N+1 in Code — Junior Level¶

Category: Performance Anti-Patterns → N+1 in Code — per-item work in a loop that should have been done once.

Table of Contents¶

Introduction
Prerequisites
The Shape
The Latency Math
The Fix: Batch It
It's Not Just Databases
A Spotting Checklist
Common Mistakes
Test Yourself
Cheat Sheet
Summary
Further Reading
Related Topics

Introduction¶

Focus: What does it look like? and Why is it bad?

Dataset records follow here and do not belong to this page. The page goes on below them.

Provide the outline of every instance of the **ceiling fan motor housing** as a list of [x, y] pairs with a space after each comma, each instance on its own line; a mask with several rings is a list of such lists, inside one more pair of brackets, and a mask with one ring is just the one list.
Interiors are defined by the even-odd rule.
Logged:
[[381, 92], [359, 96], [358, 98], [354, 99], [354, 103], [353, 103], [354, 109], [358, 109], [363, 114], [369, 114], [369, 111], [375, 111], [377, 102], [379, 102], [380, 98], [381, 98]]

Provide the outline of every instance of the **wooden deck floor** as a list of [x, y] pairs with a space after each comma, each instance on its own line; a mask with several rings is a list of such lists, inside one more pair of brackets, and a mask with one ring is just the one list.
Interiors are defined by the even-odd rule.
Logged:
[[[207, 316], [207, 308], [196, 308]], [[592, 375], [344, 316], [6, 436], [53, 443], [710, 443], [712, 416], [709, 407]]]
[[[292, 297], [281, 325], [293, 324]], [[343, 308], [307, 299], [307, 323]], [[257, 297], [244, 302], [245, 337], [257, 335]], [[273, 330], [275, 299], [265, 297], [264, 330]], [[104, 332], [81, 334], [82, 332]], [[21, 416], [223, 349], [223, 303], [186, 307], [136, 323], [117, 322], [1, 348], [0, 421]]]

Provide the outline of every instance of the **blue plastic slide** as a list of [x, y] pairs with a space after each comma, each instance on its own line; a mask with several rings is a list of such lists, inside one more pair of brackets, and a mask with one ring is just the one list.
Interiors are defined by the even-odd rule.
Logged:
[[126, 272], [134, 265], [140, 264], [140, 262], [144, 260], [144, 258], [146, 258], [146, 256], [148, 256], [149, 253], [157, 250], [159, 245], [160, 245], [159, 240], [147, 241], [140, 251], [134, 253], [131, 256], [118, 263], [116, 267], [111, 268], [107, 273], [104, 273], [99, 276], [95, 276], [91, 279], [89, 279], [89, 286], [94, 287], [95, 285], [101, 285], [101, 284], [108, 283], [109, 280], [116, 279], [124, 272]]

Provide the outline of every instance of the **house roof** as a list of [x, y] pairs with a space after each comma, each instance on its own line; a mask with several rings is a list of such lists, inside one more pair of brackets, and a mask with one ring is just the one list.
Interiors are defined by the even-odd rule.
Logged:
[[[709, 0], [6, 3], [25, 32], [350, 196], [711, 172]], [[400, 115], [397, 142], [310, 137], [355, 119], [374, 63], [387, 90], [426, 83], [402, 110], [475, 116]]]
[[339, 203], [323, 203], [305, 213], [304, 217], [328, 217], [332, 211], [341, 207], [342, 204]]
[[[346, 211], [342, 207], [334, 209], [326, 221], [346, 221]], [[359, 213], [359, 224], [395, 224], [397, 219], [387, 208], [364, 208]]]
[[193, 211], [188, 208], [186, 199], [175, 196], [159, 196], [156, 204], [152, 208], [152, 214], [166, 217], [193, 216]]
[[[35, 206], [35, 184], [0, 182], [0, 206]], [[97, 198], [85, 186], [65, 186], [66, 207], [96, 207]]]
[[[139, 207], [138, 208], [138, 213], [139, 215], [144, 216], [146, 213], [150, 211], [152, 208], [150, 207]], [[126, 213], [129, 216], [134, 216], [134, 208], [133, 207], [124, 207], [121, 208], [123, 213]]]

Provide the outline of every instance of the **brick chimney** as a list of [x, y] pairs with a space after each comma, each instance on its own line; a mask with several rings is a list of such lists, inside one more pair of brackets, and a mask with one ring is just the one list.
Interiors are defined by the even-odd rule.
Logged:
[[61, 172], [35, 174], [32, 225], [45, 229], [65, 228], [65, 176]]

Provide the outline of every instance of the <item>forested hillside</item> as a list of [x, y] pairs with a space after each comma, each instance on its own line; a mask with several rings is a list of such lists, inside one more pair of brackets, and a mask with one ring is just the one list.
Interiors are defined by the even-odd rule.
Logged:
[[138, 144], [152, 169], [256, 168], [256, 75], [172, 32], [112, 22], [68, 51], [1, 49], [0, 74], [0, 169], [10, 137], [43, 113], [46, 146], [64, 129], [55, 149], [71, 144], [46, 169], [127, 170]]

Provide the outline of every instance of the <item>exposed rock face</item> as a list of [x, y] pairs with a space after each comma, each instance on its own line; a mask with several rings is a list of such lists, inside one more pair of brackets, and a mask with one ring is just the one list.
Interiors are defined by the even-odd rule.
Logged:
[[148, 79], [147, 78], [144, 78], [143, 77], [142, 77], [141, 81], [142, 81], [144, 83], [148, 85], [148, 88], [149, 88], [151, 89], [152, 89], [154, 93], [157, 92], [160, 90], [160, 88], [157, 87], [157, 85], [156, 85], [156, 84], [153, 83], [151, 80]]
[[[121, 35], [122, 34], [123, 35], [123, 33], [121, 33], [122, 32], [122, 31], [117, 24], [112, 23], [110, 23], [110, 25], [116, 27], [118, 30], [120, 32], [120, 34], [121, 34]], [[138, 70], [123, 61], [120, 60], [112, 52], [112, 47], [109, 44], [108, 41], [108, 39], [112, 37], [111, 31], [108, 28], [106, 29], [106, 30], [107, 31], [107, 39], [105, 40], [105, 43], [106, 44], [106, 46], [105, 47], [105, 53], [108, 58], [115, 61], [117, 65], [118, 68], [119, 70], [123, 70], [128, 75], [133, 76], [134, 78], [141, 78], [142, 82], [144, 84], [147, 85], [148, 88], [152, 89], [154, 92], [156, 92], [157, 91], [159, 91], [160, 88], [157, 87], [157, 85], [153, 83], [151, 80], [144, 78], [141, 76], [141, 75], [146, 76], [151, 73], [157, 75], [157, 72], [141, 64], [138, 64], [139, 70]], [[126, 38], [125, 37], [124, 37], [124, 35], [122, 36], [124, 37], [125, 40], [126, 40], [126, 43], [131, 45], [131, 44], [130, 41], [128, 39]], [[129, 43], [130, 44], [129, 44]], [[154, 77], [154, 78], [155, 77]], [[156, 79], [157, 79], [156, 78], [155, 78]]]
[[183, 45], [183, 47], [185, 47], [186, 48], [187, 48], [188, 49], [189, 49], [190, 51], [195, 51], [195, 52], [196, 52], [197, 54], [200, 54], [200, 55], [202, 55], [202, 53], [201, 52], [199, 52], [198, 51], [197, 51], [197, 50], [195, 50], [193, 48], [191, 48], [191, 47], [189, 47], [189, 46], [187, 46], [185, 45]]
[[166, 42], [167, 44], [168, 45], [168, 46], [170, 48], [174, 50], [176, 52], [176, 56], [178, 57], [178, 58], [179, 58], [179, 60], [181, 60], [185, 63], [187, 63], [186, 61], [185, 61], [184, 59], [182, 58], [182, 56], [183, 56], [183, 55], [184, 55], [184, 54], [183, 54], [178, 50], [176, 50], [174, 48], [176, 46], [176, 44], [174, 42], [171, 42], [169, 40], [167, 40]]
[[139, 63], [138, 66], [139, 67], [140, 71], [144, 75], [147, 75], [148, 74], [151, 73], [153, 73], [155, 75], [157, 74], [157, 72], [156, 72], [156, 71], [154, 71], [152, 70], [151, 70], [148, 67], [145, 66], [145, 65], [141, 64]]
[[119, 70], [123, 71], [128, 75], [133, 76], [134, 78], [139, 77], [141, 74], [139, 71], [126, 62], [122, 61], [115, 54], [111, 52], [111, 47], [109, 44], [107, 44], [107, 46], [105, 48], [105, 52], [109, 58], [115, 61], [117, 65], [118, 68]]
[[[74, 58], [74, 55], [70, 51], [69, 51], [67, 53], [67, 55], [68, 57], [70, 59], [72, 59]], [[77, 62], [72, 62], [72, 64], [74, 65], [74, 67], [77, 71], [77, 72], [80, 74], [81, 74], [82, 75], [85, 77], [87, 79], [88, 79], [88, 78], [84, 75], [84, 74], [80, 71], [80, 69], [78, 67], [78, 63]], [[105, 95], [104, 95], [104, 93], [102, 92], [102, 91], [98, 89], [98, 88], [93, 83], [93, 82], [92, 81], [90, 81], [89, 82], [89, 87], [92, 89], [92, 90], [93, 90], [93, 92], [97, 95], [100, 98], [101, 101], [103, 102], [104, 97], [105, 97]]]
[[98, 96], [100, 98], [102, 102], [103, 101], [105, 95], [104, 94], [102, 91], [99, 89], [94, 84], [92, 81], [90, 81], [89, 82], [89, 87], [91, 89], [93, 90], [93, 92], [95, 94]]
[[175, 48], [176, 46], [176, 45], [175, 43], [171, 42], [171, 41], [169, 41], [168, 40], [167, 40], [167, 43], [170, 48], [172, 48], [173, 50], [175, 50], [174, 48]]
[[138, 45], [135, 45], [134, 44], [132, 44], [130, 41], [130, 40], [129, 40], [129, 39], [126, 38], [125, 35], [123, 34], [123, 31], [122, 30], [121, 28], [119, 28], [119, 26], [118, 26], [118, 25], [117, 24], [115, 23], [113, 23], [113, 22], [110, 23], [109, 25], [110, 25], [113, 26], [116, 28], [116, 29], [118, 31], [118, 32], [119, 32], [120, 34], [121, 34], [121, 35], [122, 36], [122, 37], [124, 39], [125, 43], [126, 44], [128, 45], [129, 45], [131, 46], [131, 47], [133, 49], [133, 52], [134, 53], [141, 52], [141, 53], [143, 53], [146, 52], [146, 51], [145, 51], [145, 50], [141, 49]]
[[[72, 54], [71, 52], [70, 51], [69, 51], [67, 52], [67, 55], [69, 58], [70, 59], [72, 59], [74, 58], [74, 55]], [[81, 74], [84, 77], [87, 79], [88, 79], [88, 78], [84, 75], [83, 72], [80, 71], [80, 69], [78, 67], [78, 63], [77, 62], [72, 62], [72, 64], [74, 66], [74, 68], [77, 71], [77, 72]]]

You have a list of n things. For each one, you do a piece of expensive work — a network call, a database query, a file read, a heavy recomputation. The loop runs, and what looked like one operation in your code becomes n operations against the slow thing. That is the N+1 shape: 1 operation to get the list, plus N more — one per item — to enrich it.

orders := getOrders()              // 1 call
for _, o := range orders {
    o.User = getUser(o.UserID)     // +N calls — one per order
}

If getUser is a 20 ms network round-trip and you have 200 orders, that loop costs 4 seconds — for data you could have fetched in a single batched call in 25 ms. The work didn't get harder; you just did it the slow way, n times.

The name comes from the database/ORM world — fetch a list of rows (1 query), then lazily load a related row per item (N queries). That specific version belongs to the SQL layer; the database-performance skill covers it in depth. But the shape is general. Any repeated per-item operation that crosses an expensive boundary — an RPC, a syscall, a disk read, even a costly recomputation — is the same anti-pattern wearing different clothes. This file teaches the general shape so you recognize it everywhere, not just behind an ORM.

The mindset shift: the cost of a loop is n × (cost of the body). When the body touches something slow, n is a multiplier on slowness. The cure is almost always to do the slow thing once — batched — instead of n times.

Prerequisites¶

Required: You can write and read a for loop in at least one language (examples use Go, Java, Python).
Required: You understand that a network call or database query is thousands of times slower than an in-memory operation — milliseconds vs nanoseconds.
Helpful: Basic familiarity with maps/dictionaries (the fix often preloads data into one).
Helpful: You've waited on a page that loads "a little slow" and wondered why — N+1 is one of the most common reasons.

The Shape¶

Here is the canonical version in three languages. A list, then a per-item lookup against something slow:

// Java — 1 query for orders, then N queries for users
List<Order> orders = orderRepo.findRecent();          // 1
for (Order o : orders) {
    User u = userRepo.findById(o.getUserId());        // +N
    o.setUser(u);
}

# Python — same shape, calling a remote service per item
orders = order_service.recent()                       # 1 call
for o in orders:
    o.user = user_service.get(o.user_id)              # +N calls

// Go — same shape, a syscall (file read) per item
files := listFiles(dir)                               // 1 readdir
for _, f := range files {
    f.Meta = readMetadata(f.Path)                     // +N reads
}

The tell is always the same: a slow operation sits inside the loop, parameterized by the current item. One call became one-plus-n.

The Latency Math¶

This is the whole reason N+1 matters, so make it concrete. Suppose each remote call is a 20 ms round-trip and you have n items:

n (items)	N+1 calls	Time @ 20 ms each	One batched call
10	11	220 ms	~25 ms
100	101	2.0 s	~30 ms
1,000	1,001	20 s	~60 ms

The N+1 column grows linearly with the data; the batched column barely moves. Worse, the round-trips are usually sequential — call 2 can't start until call 1 returns — so you pay the full n × latency. The data set you tested with (5 items, "fast enough") becomes a production incident at 500 items. Nothing in the code got slower; the input got bigger and the multiplier did its job.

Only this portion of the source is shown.